Non vi sembra che debba essere la scuola a dover iniziare una seria riflessione ed un conseguente passaggio all’azione su questo argomento? Consideriamo che la scuola è l’istituzione che intenzionalmente e sistematicamente può intervenire e che inoltre culturalmente ha gli strumenti ed il dovere di cercare di imprimere una svolta pedagogica significativa in tal senso.
Cominciamo a chiederci in che cosa consiste il bene comune, cominciamo ad insegnare come fare per raggiungerlo e ad insegnare cosa vuol dire rinunciare a qualcosa per gli altri, all’interno di un clima sociale imbevuto di consumismo e conformismo. Lavoriamo prima di tutto sulla consapevolezza dei docenti e poi sul livello formativo degli allievi/e, cercando insieme i rimedi che non devono essere prediche ma pratiche, altrimenti corriamo il rischio di consolidare il già noto malcostume del doppio codice etico: quello esplicito e quello implicito…
Ecco perché, come avevo già segnalato al Ministro nel giorno dell’audizione, nel documento sulle indicazioni dovrebbe esserci un forte riferimento all’etica pubblica che invece manca del tutto.
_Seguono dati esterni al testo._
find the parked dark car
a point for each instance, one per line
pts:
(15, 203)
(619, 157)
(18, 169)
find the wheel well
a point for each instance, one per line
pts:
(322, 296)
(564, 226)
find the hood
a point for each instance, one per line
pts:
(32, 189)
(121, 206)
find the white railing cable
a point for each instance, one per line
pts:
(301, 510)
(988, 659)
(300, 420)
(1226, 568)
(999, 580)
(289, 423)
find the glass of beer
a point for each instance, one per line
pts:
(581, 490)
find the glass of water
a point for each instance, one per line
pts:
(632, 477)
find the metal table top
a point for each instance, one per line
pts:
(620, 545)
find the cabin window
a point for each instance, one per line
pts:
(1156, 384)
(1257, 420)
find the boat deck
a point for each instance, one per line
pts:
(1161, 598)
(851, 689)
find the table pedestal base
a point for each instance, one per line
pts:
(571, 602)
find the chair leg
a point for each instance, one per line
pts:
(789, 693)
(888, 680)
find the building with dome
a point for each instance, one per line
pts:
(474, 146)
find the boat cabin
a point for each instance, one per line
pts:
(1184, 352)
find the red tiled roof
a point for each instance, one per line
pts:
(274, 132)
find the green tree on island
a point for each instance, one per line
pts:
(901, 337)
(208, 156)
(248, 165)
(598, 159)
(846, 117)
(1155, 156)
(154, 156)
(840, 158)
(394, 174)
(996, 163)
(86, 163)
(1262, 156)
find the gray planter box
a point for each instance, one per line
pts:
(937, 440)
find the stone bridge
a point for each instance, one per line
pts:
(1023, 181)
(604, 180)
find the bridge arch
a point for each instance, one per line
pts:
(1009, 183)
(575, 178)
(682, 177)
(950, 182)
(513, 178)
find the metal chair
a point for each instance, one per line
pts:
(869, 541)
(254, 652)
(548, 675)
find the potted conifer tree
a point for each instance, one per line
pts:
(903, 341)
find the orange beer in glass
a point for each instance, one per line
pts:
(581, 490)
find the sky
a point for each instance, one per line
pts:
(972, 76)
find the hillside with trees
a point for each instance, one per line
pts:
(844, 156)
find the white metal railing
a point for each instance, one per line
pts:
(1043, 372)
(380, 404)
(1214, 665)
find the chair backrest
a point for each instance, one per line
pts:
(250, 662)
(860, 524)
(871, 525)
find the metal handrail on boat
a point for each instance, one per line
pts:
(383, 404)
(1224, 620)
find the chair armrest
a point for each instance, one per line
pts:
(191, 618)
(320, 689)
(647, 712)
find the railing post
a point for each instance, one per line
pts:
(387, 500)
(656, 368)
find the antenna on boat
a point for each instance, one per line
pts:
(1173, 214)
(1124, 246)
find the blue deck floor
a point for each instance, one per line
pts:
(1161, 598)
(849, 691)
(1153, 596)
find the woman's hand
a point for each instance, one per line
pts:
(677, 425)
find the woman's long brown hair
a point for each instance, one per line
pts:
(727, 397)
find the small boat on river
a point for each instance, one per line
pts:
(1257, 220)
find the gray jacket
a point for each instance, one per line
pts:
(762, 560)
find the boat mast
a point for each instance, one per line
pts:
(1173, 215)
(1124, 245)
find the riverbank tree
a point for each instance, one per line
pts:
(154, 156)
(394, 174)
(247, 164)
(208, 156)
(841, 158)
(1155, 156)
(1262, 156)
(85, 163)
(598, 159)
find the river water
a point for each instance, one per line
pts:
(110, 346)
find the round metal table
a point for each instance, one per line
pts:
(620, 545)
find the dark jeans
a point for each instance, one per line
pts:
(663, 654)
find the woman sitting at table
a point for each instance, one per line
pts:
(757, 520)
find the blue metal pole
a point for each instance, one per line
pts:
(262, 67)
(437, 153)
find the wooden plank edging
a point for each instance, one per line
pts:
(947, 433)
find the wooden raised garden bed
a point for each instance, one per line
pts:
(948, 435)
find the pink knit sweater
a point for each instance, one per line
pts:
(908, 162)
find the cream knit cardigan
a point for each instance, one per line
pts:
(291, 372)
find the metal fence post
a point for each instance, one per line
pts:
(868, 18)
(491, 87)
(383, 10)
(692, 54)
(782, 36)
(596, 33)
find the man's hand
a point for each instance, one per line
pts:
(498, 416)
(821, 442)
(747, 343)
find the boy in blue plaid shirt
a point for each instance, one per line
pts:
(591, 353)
Educare alla cittadinanza come etica pubblica ed educare al pensiero riflessivo dovrebbe essere l’assunzione rigorosa e puntuale di questo governo, se vogliamo che le future generazioni possano uscire da questa situazione così frustrante che stiamo vivendo oggi in cui la corruzione dilagante ci sta togliendo il respiro e la speranza.